Koans
1. What was your face before you were born?
This question from Hakuin Zenji is often the first barrier in Rinzai Zen. It asks the practitioner to look prior to identity, memory, and form. It points not to a physical face but to the fundamental, unborn source of awareness itself—one’s original nature. No intellectual answer suffices; the koan demands a dropping away of the thinking mind to realize what is present before and after all coming and going.
2. What is it that is not a thing, not the mind, and not the Buddha?
This koan systematically strips away every possible conceptual handle. It negates the external world (not a thing), the internal world (not the mind), and even the highest spiritual ideal (not the Buddha). It leaves the mind nowhere to stand, forcing a leap into the unnameable, immediate reality that precedes all categories. It points directly to absolute suchness, free of all designation.

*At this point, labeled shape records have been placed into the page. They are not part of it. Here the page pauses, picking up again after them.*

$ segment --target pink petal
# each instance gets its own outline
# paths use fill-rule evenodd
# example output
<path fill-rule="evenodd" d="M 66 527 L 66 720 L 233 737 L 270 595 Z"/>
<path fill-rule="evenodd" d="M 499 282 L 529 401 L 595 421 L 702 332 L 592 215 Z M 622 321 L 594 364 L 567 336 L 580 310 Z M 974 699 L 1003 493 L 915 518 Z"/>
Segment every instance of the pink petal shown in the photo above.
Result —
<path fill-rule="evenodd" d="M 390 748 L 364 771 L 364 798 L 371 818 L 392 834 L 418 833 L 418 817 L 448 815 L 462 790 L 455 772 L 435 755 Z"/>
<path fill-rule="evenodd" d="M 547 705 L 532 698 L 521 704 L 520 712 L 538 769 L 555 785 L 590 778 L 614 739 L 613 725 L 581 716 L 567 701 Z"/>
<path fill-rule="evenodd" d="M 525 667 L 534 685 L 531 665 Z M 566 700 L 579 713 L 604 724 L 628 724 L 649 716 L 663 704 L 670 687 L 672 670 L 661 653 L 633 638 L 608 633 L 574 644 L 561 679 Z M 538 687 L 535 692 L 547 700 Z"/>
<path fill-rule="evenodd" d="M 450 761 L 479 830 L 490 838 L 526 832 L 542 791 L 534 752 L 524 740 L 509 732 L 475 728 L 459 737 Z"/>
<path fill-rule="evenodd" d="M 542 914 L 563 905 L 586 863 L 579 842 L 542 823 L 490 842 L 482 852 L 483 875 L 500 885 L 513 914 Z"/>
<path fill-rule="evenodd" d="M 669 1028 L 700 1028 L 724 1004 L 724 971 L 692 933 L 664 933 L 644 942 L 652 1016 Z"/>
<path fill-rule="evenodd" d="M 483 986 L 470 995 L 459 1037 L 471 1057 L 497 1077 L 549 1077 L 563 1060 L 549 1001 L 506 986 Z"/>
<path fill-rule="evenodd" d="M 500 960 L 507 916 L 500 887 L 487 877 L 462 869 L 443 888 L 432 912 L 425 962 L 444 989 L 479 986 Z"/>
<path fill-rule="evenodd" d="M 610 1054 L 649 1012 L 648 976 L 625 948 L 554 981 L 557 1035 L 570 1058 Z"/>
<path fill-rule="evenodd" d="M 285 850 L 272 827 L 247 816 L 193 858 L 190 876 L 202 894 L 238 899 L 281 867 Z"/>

3. Mu (Joshu’s Dog) = Neti Neti
A monk asked Joshu (Zhaozhou), “Does a dog have Buddha-nature or not?” Joshu replied, “Mu.” This “Mu”—meaning “No,” “Without,” or “Nothing”—is perhaps the most famous koan in Zen. It is not a doctrinal contradiction but a sword that cuts through the very duality of “has” and “has not.” To realize Mu is to become one with the undivided reality before the question arises.
4. Joshu’s Cypress Tree
A monk asked, “What is the meaning of the Patriarch’s coming from the West?” (i.e., what is the essence of Bodhidharma’s teaching?). Joshu said, “The cypress tree in the garden.” The answer is not symbolic. It points to the utter suchness of things, exactly as they are. The entire teaching is manifest right here—in the tree, the garden, the asking itself—when the seeking mind comes to rest.
5. Hyakujo’s Fox
An old Zen story tells of a monk who, when asked if an enlightened person falls under the law of cause and effect, answered “No.” For this, he was reborn for five hundred lifetimes as a fox. He later appears to Hyakujo and asks for release. Hyakujo gives the turning word: the enlightened person does not *ignore* cause and effect; he is *one with* it. This koan clarifies the subtle trap of nihilistic emptiness and reveals true freedom within the seamless flow of the phenomenal world.
6. The Sound of One Hand
Hakuin Zenji devised this koan: “What is the sound of one hand clapping?” It directs attention away from dualistic perception (two hands meeting) to the single, undivided source of all experience. Listening for a sound that cannot be heard by the ear, the mind exhausts its usual pathways and may open to the silent, vibrant reality that is one’s own true nature, prior to all opposition.
7. Seizei’s Poverty
A monk named Seizei said to Sozan, “I am utterly destitute. Will you give me sustenance?” Sozan called out, “Seizei!” Seizei immediately replied, “Yes, Master?” Sozan said, “You have finished three cups of the finest wine in China, and still you say you have not yet moistened your lips.” This koan exposes the spiritual poverty of seeking something outside oneself. Sozan points directly to the richness of the responsive, aware nature that Seizei already is and has always been.
8. Killing the Buddha
Linji said, “If you meet the Buddha on the road, kill him.” This is the ultimate iconoclasm. Any Buddha conceived of as an external object, goal, or concept becomes a hindrance to one’s own direct realization. To “kill” that Buddha is to destroy the last subtle attachment to holiness and stand utterly free, relying on nothing outside one’s own true mind.
9. Gutei’s Finger
Whenever Gutei was asked about Zen, he simply raised one finger. A boy attendant began imitating him. One day Gutei called the boy over, suddenly produced a knife, cut off the boy’s finger, and shouted as the boy ran away crying. Gutei called him back, and as the boy turned, Gutei raised his own finger. In that moment, the boy was enlightened. The koan demonstrates that the finger is not the teaching; the direct, non-conceptual experience that the finger *points from* is. Gutei’s drastic act severed the boy’s imitation and forced a genuine awakening.
10. Nansen Cuts the Cat in Two
A dispute broke out in the monastery over a cat. Nansen, holding up the cat, said, “If any of you can say a word of Zen, I will spare the cat. If you cannot, I will cut it in two.” No one could answer, so Nansen cut the cat. Later, he told Joshu what happened. Joshu immediately took off his sandals, placed them on his head, and walked out. Nansen said, “If you had been there, the cat would have been saved.” The koan embodies the life-and-death urgency of Zen. Nansen’s action is the ultimate demand for a demonstration beyond words. Joshu’s absurd, symbolic gesture—wearing shoes on his head—is a wordless “word” that completely transcends the deadly duality of life and death, saving and killing.